I have heard some devoted Christians accuse other Christians of letting the world entirely set their agenda. Meanwhile I’ve heard others speak dismissively of Christians who they deem to be out of step with and therefore irrelevant to the surrounding world. After having traveled much in churches across wide theological, political, and social spectrums, I have come to believe that both critiques largely miss what’s really going on with folk whose perspectives differ from their own. Most Presbyterians do seek diligently to be engaged with both the Word of Scripture and the world around them.
John Calvin was under no illusion about how deeply our sin necessitates that we have a Savior. Some of his heirs believed they captured his thought well by saying that human beings are bound in “total depravity” – that the world is entirely crooked, broken, and lost. But we need to be cautious here, as Calvin made clear that the image of God is not destroyed by our sin, but defaced and distorted. Even when our sin is at its most grievous, we still bear the divine image, no matter how clouded it may be.

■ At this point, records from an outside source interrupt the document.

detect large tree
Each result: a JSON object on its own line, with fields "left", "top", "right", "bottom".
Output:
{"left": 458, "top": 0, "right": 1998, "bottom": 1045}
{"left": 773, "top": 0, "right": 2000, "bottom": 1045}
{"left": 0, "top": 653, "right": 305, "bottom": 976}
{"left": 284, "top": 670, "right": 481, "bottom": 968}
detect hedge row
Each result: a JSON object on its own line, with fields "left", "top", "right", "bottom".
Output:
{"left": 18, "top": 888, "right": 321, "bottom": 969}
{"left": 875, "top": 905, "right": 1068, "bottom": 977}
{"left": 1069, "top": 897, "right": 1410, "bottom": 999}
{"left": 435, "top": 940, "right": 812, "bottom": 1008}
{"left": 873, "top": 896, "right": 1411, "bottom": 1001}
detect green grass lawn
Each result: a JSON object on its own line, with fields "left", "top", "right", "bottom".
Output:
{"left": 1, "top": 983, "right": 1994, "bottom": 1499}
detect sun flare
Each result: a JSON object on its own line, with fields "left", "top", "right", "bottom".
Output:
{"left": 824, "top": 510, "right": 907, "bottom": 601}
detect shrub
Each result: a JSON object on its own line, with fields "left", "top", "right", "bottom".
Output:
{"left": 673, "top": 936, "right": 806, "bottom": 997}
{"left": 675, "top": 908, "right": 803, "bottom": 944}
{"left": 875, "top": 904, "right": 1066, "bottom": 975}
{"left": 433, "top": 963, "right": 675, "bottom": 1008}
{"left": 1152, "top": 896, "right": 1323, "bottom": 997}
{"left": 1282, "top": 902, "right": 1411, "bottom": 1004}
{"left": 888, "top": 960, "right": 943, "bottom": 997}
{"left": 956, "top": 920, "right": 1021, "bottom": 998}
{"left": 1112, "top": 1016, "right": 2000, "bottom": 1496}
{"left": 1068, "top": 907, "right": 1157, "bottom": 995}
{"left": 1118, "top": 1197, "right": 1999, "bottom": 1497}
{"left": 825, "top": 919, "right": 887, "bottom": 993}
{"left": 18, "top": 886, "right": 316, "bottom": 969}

In referring to the created world as the “theater of God’s glory,” (e.g. Institutes of the Christian Religion I.14.20), Calvin did not exclude human beings. The whole of creation still declares the glory of God through its wondrous order and beauty. God’s world is not essentially evil, but essentially good, even when its goodness is twisted, compromised, or obscured by our sin. Its beauty and goodness are still abundantly apparent wherever we cast our eye – in science and nature, in art and culture, and so much more.

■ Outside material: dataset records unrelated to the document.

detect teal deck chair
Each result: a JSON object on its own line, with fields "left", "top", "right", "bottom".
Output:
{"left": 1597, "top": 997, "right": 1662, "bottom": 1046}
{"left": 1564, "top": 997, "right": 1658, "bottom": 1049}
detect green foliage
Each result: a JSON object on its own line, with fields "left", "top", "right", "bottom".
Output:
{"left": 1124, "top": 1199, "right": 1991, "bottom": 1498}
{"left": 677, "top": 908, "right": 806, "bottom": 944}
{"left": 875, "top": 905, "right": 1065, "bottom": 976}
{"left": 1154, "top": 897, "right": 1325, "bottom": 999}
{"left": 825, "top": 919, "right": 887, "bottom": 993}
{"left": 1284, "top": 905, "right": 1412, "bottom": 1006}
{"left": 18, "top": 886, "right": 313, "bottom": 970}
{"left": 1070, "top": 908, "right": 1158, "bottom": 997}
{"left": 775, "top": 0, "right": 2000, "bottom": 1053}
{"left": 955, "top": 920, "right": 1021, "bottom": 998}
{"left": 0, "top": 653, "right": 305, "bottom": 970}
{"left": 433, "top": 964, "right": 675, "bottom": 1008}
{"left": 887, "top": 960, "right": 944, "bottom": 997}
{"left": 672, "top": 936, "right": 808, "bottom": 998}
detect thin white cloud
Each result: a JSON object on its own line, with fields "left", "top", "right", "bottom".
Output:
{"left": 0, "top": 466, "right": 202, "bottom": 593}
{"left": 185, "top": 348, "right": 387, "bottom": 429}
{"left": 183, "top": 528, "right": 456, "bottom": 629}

The purpose of the divine Word – that is, of God engaging and inhabiting the world – is not to nullify, but to bless and redeem the world. “God did not send the Son into the world to condemn the world, but that the world might be saved through him.” (John 3:17)
God’s self is revealed just as surely in the created world as in the redemptive word spoken to us through the prophets, and embodied and imparted to us in Jesus of Nazareth. This conviction amongst Calvin and his colleagues is evident in their establishing what many consider to be the first modern European university in Geneva, as well as the most rigorous theological training program anywhere for pastors, elders, and church members.
Any theology, any worship, any outreach program that casts the world primarily as an enemy to be opposed is misguided. Conversely, any attempt to accomplish the church’s work that is not thoroughly anchored in the Word of God witnessed in Scripture and consummately revealed in Jesus is insufficient.
Alas, even though the best of our heritage leads us otherwise, Presbyterians have sometimes fallen to one side or the other of this delicate balance of Word and world. We have even arrayed against each other in theological, social, or political tug-of-war, when in truth both perspectives are critical for aligning with the God’s purpose in creating and redeeming the world.
We who preach and teach in the church need intentionally and continually to demonstrate how the word of Scripture always helps us see more clearly and engage more fully the world around us. For Presbyterians, the world’s issues and questions are inevitably our own issues and questions, which we engage by reading our world through the lens of God’s Word.
When the world of our experience changes, we are called neither to reject such changes out of hand nor to abandon our foundation in God’s Word. Rather, such changes in our world call us to engage God’s Word anew, just as the early Christian community heard their Scriptures in new ways after having encountered a new world of God’s saving work through life, death, and resurrection of Jesus. Scripture remained constant for them, but they came to understand it differently with regard to the place of Gentiles, observance of the Sabbath, ceremonial and dietary laws, and so much more.
As we listen for the voice of the Spirit in the Word, our Reformed tradition insists that we do so in the context of acknowledging that this same Spirit is also at work in the world around us. How are we doing with staying diligently attentive both to the Word of God in Scripture and to the world around us?